Notre approche de l’investissement a toujours été basée sur des contacts très proches avec les entreprises. Nous entreprenons régulièrement des voyages à travers l’Europe afin de trouver des sociétés « délaissées » qui se traitent à de faibles valorisations dans des segments peu prisés. Ensuite, nous entamons une analyse approfondie pour renforcer notre conviction sur l’entreprise et augmenter la pondération de nos positions. S’ensuit une période de monitoring jusqu’à ce que notre thèse d’investissement se concrétise, ce qui peut prendre plusieurs années. Notre processus d’investissement se situe à mi-chemin entre l’investissement en sociétés cotées et le Private Equity, avec des visites fréquentes sur les sites des entreprises et des contacts directs très réguliers avec le management. Même si nous n’effectuons pas de Due Diligence formelle, notre processus de recherche a toujours été « primaire » plutôt que « secondaire ». Les sociétés que nous ciblons sont certes cotées en bourse, mais souvent elles ne sont pas (ou mal) couvertes par les analystes, raison pour laquelle nous effectuons toujours notre recherche d’idées et nos analyses en interne.

Au fur et à mesure que la taille du fonds a augmenté, nous nous sommes retrouvés à détenir de plus en plus de positions qui atteignent entre 5 et 10 % du capital des sociétés et nos interactions avec le management des différentes entreprises en portefeuille sont devenues progressivement plus « engagées ». Avec une participation plus importante, nous sommes devenus des actionnaires à plus long terme et certains managements ont même commencé à solliciter notre avis sur la communication et les options stratégiques de l’entreprise.

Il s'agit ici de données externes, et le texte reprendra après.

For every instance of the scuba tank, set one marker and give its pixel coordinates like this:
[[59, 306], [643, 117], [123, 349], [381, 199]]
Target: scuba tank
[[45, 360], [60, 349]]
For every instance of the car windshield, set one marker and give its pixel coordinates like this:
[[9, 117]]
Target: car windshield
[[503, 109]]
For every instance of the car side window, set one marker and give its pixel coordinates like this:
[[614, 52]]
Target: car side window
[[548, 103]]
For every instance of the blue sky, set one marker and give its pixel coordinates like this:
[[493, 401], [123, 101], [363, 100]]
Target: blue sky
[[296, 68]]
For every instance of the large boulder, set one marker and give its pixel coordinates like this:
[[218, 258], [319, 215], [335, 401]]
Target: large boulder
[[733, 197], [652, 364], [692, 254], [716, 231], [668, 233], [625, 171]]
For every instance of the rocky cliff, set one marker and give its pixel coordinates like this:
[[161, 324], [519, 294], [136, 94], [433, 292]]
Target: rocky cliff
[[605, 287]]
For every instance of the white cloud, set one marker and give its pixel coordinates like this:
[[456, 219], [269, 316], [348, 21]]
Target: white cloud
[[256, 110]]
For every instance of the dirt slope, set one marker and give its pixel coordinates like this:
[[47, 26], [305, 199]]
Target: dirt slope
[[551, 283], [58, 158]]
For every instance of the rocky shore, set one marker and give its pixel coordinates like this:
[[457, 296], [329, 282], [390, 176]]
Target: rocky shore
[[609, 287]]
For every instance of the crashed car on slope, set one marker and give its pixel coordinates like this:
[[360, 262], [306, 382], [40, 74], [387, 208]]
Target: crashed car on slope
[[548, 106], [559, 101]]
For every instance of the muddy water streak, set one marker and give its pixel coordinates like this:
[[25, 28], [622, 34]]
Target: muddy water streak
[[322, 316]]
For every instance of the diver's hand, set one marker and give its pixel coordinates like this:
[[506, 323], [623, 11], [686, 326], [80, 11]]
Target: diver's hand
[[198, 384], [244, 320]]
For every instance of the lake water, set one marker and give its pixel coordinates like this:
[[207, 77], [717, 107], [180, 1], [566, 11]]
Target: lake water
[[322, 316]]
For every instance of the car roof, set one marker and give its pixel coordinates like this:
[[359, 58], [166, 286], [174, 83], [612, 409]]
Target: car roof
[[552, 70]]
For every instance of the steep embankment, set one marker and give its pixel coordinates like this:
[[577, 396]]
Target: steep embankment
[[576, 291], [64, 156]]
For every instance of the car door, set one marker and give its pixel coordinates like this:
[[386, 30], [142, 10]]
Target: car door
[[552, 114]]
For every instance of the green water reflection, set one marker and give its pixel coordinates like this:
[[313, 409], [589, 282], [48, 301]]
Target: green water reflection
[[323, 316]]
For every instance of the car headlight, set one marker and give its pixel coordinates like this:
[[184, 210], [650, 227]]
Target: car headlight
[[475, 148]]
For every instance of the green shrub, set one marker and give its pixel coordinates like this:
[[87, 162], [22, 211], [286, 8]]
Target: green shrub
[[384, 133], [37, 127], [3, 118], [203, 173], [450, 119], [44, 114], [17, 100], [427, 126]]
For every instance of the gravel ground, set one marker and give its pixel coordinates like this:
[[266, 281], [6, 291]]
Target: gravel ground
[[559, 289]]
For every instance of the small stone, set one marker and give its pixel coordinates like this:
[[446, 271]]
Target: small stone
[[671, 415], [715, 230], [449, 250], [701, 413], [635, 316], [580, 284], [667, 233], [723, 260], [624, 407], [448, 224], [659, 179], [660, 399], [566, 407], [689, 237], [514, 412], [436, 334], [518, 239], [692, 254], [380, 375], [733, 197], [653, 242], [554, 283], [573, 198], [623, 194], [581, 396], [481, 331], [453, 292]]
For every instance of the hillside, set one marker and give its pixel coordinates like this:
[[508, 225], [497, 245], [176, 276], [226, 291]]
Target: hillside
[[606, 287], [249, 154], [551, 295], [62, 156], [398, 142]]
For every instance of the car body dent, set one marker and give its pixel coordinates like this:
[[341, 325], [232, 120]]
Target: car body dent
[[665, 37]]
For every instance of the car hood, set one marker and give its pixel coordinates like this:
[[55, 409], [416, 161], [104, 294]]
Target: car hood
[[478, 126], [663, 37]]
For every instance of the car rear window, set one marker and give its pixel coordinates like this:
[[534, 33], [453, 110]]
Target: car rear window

Une fois que nous sommes pleinement investis dans une société, nous avons tendance à mettre notre chapeau de « courtier » et à « vendre » l’action auprès de la communauté des investisseurs et à encourager les analystes à couvrir ces actions orphelines. Le moment où le marché commence à s’enthousiasmer pour un nouveau nom coïncide souvent avec le moment où nous proposons des blocs de nos titres à la vente pour à prendre de premiers bénéfices.

Au cours de cette période de près de 20 ans, le Private Equity s’est considérable développé et a bénéficié d’énormes afflux. Les bonnes performances ont suscité un grand enthousiasme pour la « magie » du Private Equity. Les fonds ont ainsi levé de l’argent plus vite qu’ils ne pouvaient l’investir et le secteur du Private Equity dispose aujourd’hui d’une réserve de « munitions » de USD 3.4 billions qui attend d’être investie. Ce chiffre est à comparer à des liquidités disponibles de USD 0.5 trillion lorsque le fonds Argonaut a été lancé en 2003. Depuis lors, les fonds de Private Equity de plus en plus importants font la queue lors d’enchères pour acquérir des cibles dont les valorisations sont de plus en plus élevées. Au cours de cette période, les multiples de valorisation sur le marché intermédiaire sont passés d’environ 6x l’Ebitda à 11x aujourd’hui.

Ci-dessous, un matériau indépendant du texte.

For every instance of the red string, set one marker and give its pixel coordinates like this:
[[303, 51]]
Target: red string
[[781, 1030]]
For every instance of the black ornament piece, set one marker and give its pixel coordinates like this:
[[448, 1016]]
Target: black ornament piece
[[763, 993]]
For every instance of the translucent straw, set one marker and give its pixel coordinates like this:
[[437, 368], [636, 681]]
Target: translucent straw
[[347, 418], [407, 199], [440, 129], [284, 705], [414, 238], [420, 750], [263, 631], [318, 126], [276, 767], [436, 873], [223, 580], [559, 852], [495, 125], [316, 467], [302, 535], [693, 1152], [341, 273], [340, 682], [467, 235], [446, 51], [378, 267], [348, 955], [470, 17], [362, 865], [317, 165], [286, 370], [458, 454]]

Le modèle de création de valeur du Private Equity classique consiste à investir dans de bonnes entreprises à des valorisations attrayantes, à améliorer les performances opérationnelles, à inciter le management des entreprises à rationaliser l’activité, à utiliser l’effet de levier, à poursuivre une stratégie à long terme et, finalement, à se retirer à un multiple plus élevé par le biais d’une introduction en bourse. Le modèle reste intact, à l’exception des évaluations du prix d’achat du Private Equity, qui sont désormais plus élevées que celles des actions cotées en bourse.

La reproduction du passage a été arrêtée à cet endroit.